I was, in one word, wrong.

After the first few terrifying months, I discovered Nancie Atwell’s In the Middle. Her book was a revelation and I instantly decided I’d give her reading/writing workshop a shot. After all, what did I have to lose? And so I began my experiment in teaching.

Since then, my teaching career has felt like an ever-changing, ongoing experiment: I read about an educational theory, develop a hypothesis, collect materials, run the experiment, draw conclusions, and then try again.

Slowly, slowly I improved my craft. I gave up control, stepped away from center stage, and put the learning in the hands of my students. The experiment continues and every day I learn something new.

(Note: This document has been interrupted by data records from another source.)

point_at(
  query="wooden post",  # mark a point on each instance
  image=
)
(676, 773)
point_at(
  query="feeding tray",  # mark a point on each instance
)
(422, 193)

Fifteen years ago, a couple of friends and I decided to open our own school. We rented a small house, bought some furniture, books, and computers, and opened the doors of The Community for Learning with 11 students spread throughout grades 1 – 3 and a group of parents who were brave enough to join us. Today we have about 430 students and 6 classes have come, graduated, and gone.

We’ve been very lucky to find a wonderful group of teachers who are also experimenters and who have passionately given their all to this project. Each year we decide on a new goal and we go for it. This year the secondary school has decided to begin Project Based Learning, using all the tools that technology has to offer and making our projects cross-curricular.

I want to use this blog to document our journey – our, research, our learning, our plans, our successes and our failures. I’m very excited to see what happens.